13, 15, 16, 17, 18, 21



I’ve stopped worrying about you being able to make your way through life. You’re not even 8 years old and I can see you’re going to be just fine. You’re smart, kind, curious, hilarious and so very lovable. I worry about your safety, I stress about your health, but I don’t worry about your character. I’m so proud of you, and I love watching you grow.


14



Imagine a hundred different lives. Try a dozen of them. Fail at most of them. That’s part of what your twenties are for. Challenge yourself. Challenge your assumptions. Change your perspective. Grow.


20



Jam is an incredible resource of fun learning activities and projects in a safe online environment.

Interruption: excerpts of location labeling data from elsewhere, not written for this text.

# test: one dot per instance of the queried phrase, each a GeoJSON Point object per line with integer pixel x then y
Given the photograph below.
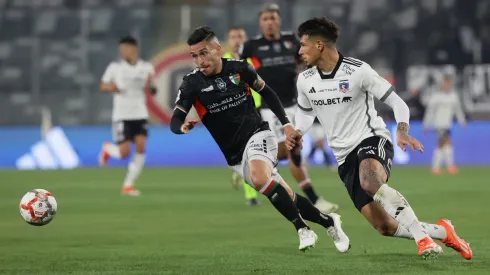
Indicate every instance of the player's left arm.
{"type": "Point", "coordinates": [372, 83]}
{"type": "Point", "coordinates": [151, 80]}
{"type": "Point", "coordinates": [459, 111]}
{"type": "Point", "coordinates": [183, 104]}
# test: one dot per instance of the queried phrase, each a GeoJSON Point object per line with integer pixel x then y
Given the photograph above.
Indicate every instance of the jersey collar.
{"type": "Point", "coordinates": [332, 74]}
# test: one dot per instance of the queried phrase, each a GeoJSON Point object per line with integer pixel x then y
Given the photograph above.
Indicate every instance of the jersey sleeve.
{"type": "Point", "coordinates": [246, 51]}
{"type": "Point", "coordinates": [109, 74]}
{"type": "Point", "coordinates": [185, 97]}
{"type": "Point", "coordinates": [251, 77]}
{"type": "Point", "coordinates": [303, 102]}
{"type": "Point", "coordinates": [297, 46]}
{"type": "Point", "coordinates": [372, 83]}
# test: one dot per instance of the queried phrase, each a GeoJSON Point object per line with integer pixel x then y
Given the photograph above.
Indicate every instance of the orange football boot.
{"type": "Point", "coordinates": [452, 240]}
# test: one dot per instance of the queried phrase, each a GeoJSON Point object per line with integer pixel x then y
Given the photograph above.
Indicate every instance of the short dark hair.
{"type": "Point", "coordinates": [128, 40]}
{"type": "Point", "coordinates": [270, 7]}
{"type": "Point", "coordinates": [203, 33]}
{"type": "Point", "coordinates": [235, 28]}
{"type": "Point", "coordinates": [320, 26]}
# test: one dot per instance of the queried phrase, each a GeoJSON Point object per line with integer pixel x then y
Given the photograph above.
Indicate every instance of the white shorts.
{"type": "Point", "coordinates": [261, 146]}
{"type": "Point", "coordinates": [275, 124]}
{"type": "Point", "coordinates": [317, 132]}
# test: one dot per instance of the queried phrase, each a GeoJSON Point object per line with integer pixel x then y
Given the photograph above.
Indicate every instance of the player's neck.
{"type": "Point", "coordinates": [272, 36]}
{"type": "Point", "coordinates": [132, 61]}
{"type": "Point", "coordinates": [329, 60]}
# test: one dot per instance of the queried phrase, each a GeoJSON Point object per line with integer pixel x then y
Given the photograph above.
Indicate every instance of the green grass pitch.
{"type": "Point", "coordinates": [190, 221]}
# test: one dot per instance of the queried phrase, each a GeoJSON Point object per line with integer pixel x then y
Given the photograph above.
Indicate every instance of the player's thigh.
{"type": "Point", "coordinates": [375, 155]}
{"type": "Point", "coordinates": [274, 124]}
{"type": "Point", "coordinates": [260, 157]}
{"type": "Point", "coordinates": [377, 216]}
{"type": "Point", "coordinates": [121, 135]}
{"type": "Point", "coordinates": [349, 174]}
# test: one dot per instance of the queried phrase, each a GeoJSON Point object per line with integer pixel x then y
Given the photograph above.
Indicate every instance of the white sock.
{"type": "Point", "coordinates": [397, 206]}
{"type": "Point", "coordinates": [112, 150]}
{"type": "Point", "coordinates": [437, 158]}
{"type": "Point", "coordinates": [435, 231]}
{"type": "Point", "coordinates": [449, 155]}
{"type": "Point", "coordinates": [134, 169]}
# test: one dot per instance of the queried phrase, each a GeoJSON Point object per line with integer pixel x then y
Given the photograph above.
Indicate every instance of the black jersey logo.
{"type": "Point", "coordinates": [221, 84]}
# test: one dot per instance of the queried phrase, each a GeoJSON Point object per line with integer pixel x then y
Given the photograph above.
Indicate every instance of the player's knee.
{"type": "Point", "coordinates": [282, 152]}
{"type": "Point", "coordinates": [371, 176]}
{"type": "Point", "coordinates": [259, 178]}
{"type": "Point", "coordinates": [125, 150]}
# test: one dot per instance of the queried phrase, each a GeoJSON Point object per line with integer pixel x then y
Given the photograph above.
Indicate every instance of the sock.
{"type": "Point", "coordinates": [311, 213]}
{"type": "Point", "coordinates": [397, 206]}
{"type": "Point", "coordinates": [113, 150]}
{"type": "Point", "coordinates": [449, 155]}
{"type": "Point", "coordinates": [327, 161]}
{"type": "Point", "coordinates": [437, 158]}
{"type": "Point", "coordinates": [134, 169]}
{"type": "Point", "coordinates": [435, 231]}
{"type": "Point", "coordinates": [281, 200]}
{"type": "Point", "coordinates": [312, 152]}
{"type": "Point", "coordinates": [296, 156]}
{"type": "Point", "coordinates": [305, 185]}
{"type": "Point", "coordinates": [250, 192]}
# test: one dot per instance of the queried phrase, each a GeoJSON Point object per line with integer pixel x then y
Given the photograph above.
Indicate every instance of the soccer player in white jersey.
{"type": "Point", "coordinates": [439, 114]}
{"type": "Point", "coordinates": [340, 91]}
{"type": "Point", "coordinates": [127, 80]}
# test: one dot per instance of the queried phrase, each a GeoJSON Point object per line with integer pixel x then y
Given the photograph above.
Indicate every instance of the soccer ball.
{"type": "Point", "coordinates": [38, 207]}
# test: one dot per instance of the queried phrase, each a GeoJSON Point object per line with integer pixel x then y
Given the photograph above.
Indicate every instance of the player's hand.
{"type": "Point", "coordinates": [403, 140]}
{"type": "Point", "coordinates": [113, 88]}
{"type": "Point", "coordinates": [188, 125]}
{"type": "Point", "coordinates": [294, 139]}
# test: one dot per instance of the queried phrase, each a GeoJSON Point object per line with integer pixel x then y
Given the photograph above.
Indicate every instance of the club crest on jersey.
{"type": "Point", "coordinates": [235, 79]}
{"type": "Point", "coordinates": [344, 86]}
{"type": "Point", "coordinates": [277, 47]}
{"type": "Point", "coordinates": [221, 84]}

Ages 6-16.


6



You don’t have to be friends with people you don’t like. But you can’t decide you don’t like someone unless you get to know them. (Rather than a look or a reputation or a difference, etc.)


10



When they confide in you or tell you something that makes them so vulnerable u don’t know what to tell them, just sat “I’m so glad you told me.” (You’re not alone, I heard you, I’m here and will stay with you until it’s resolved.) re-ticket yearly.


9



You don’t have to choose to be single forever to enjoy being single for now.


17, 21



If someone wants to leave you, let them. Don’t waste your energy trying to prove your worth to anyone.


14, 19, 21



Pretty much everything boils down to looking for love, its many forms. Look in good (creative) places. Avoid looking for love in bad (destructive) places.